Figure 1 is a schematic diagram of a power supply system for a satellite using a shunt regulator, in which a shunt circuit is connected in the middle of a conventional solar array; Figure 2 is an explanatory diagram of the function of the shunt regulator; Figure 3 is for one meal. FIG. 4 is a diagram showing the characteristics of a conventional satellite power supply device, and FIG. 4 is a schematic configuration diagram of an embodiment of the device of the present invention. FIG. 5 is a voltage characteristic diagram during the eclipse. In the figure, (1) FL-T solar array, (2) non-shunt solar array, (3) shunt solar array, (4) intermediate tap, (5) main pass line, (
6) is the return path line, +7114 control path line, (8) is the shunt circuit, (9) is the error amplifier, ue is the shunt driver, α1) is the battery,
(I2 is the boost converter, (131 is the satellite load,
(I4) is a Zener diode.
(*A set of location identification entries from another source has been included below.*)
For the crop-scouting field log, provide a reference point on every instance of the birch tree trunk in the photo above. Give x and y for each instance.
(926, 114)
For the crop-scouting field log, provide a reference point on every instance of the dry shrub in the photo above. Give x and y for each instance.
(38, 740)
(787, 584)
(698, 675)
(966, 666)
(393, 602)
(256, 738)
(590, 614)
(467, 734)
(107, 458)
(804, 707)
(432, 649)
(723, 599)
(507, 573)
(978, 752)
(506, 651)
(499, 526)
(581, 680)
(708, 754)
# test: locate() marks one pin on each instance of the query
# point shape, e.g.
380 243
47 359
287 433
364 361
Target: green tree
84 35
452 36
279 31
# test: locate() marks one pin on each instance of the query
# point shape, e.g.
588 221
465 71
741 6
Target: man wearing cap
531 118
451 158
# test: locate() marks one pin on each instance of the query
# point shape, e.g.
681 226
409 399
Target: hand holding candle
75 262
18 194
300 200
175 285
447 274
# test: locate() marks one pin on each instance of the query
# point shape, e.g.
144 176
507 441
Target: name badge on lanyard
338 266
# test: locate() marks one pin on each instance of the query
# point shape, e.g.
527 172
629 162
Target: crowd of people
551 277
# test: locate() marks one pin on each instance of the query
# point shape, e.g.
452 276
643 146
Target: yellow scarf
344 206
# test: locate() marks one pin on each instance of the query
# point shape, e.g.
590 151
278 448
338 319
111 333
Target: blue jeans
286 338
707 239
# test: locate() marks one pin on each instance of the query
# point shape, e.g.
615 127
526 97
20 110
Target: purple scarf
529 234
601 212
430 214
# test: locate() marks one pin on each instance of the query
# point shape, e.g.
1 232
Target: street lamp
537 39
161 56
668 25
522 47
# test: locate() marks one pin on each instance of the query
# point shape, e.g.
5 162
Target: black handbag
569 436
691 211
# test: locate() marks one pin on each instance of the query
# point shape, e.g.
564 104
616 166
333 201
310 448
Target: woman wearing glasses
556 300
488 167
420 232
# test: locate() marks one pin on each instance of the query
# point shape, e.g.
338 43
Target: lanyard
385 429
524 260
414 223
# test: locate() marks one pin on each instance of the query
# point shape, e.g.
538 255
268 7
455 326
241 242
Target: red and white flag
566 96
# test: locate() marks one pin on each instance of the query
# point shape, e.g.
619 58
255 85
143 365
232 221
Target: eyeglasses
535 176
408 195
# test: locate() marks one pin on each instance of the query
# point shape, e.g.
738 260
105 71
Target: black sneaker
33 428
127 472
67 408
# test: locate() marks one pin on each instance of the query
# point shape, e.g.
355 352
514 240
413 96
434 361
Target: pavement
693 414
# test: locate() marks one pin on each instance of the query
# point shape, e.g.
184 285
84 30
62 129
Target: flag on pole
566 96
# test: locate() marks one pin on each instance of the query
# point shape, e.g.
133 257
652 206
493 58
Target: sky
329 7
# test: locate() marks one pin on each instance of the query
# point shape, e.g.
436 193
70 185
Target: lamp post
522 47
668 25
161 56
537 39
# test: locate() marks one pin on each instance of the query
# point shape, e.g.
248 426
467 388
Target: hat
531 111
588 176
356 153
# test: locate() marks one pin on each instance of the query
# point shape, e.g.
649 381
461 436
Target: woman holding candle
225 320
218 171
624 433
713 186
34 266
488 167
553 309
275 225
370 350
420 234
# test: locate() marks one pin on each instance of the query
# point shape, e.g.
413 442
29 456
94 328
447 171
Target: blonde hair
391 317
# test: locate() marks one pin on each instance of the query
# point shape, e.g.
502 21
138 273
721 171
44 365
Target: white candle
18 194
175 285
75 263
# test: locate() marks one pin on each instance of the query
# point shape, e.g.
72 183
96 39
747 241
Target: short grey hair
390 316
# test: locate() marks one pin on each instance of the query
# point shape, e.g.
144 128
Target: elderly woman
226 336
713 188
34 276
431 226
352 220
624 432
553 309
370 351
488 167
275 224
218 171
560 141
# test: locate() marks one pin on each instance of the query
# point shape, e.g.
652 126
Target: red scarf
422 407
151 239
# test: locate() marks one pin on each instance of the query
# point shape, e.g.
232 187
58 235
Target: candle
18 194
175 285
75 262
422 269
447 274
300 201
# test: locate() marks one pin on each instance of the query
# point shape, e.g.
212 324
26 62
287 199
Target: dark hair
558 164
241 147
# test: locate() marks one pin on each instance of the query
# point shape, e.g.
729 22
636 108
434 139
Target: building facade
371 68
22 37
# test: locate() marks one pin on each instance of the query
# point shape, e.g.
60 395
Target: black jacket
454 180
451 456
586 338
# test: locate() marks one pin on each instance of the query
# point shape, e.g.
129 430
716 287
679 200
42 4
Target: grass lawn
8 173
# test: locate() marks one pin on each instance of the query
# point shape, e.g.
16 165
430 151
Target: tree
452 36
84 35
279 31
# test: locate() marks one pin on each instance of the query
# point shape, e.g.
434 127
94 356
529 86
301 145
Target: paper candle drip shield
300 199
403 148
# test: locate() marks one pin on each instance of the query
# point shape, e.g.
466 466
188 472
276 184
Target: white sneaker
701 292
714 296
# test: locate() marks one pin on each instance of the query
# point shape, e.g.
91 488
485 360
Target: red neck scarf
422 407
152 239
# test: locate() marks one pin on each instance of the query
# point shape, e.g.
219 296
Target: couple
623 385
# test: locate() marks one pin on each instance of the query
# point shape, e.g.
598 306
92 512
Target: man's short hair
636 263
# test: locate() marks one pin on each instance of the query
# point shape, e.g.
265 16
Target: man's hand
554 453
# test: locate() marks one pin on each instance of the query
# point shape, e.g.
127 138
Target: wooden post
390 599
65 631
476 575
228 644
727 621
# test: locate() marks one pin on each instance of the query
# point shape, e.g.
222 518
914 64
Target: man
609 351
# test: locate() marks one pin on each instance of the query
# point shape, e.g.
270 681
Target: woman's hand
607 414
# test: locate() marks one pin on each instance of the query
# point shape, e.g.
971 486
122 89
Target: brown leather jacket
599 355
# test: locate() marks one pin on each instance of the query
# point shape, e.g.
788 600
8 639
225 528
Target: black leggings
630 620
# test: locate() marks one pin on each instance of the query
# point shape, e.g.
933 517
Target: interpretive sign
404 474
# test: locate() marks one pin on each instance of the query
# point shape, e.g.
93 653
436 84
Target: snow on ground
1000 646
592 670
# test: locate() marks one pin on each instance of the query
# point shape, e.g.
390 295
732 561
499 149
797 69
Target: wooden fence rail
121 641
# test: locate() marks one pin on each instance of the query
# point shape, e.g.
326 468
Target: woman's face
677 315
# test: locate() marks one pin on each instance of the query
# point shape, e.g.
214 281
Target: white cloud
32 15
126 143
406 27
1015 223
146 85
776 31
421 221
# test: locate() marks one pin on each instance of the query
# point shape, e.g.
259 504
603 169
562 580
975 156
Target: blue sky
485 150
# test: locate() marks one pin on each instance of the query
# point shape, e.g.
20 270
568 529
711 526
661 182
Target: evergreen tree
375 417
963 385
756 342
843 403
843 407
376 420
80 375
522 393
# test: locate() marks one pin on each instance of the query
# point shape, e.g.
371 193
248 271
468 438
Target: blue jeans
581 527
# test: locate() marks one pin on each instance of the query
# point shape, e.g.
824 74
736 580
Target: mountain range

Note that in FIGS. 2A and 2B, corresponding parts of the same cavities are designated by the same reference numerals. Agent Masuo Oiwa

Claims (1)

[Claims] A solar array that converts solar energy into electricity is used as the primary power source, and a shunt circuit is connected between the solar arrays to stabilize the voltage in the middle of the main path line that supplies power from the solar array to the satellite load. In a power supply system for an artificial satellite using a shunt regulator system, in which the surplus power of the shunt solar array of the solar array connected to the circuit is consumed in a shunt circuit, the voltage is lower than the main bus voltage, and the voltage of the shunt solar array is lower than the main bus voltage. A power supply device for an artificial satellite, characterized in that a Zener diode having a Zener voltage higher than the maximum operating voltage of the antenna is connected in parallel to the shunt unit array.